QPkrange: 15 | 19 | 7 | 10

The SE roles are q qp b. Only qp appears as a loop in the new section in XCo_from_H_minus_Hbare. The loops over QP bands and QP kpoints in Bare_Hamiltonian_from_Scratch are not parallelised.
The MPI run works correctly when tasks are distributed over qp and/or b:

Average deviation: 7.000000000423334e-07 meV
Max deviation: 2.0999999999826713e-05 meV

Currently, q must be set to 1 because it creates issues with the parallelization scheme of the P_square dipoles:

 DIP_par_scheme="K"
 if(l_sc_run) DIP_par_scheme="SC"

 call DIPOLE_IO(k,E,Dip,'read',io_DIP_err,DIP_par_scheme)

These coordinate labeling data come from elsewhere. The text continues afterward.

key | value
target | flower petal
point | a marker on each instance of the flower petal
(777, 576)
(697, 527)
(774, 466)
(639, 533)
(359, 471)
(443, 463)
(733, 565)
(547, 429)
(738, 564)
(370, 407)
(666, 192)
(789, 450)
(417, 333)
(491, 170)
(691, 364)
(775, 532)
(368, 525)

I introduced a barrier in XCo_driver to avoid this case.

Parallel timings

MPI tests with

DIP_ROLEs= "k c v"
DIP_CPU= "1 **Ncpu** 1"
SE_ROLEs= "q qp b"
SE_CPU= "1 **Ncpu** 1"

Total timings are very similar, with the qepseudo implementation taking slightly more time.

The differences in the two implementation are mainly due to the time spent in Dipoles and in the Vxc subroutines.

Typically, the Vxc part takes around one second in all cases and is very slightly affected by the parallelisation. The longer Dipoles part takes up the majority of the additional time in the qepseudo implementation, and it is strongly affected by task distribution, having its own parallelization scheme.

Below, the ratios

(T_{V x c} + T_{D i p}) / T_{t o t}

for the two cases.

The ratio becomes bigger as

T_{t o t}

decreases because of gains in the GW and HF part, stabilizing on 7% and 14% in the libxc and qepseudo cases, respectively. The vertical lines in the plot represent the thresholds after which the Vxc subroutines (XCo_local and XCo_from_H_minus_Hbare) exhibit negative gains. This is not relevant for the overall timings, yet in the qepseudo case this happens already with 6 MPI tasks.

Validation

In order to validate the implementation, we have to compare it with existing GW@DFT+U calculations.

There is one on very complicated systems (perovskites), but at first we better stick to oxides.
This paper (2012) by Patrick and Giustino contains results on TiO2-anatase
This paper (2010) by Rinke, Scheffler et al contains results on ScN, ZnS, MnO, FeO, CoO, and NiO.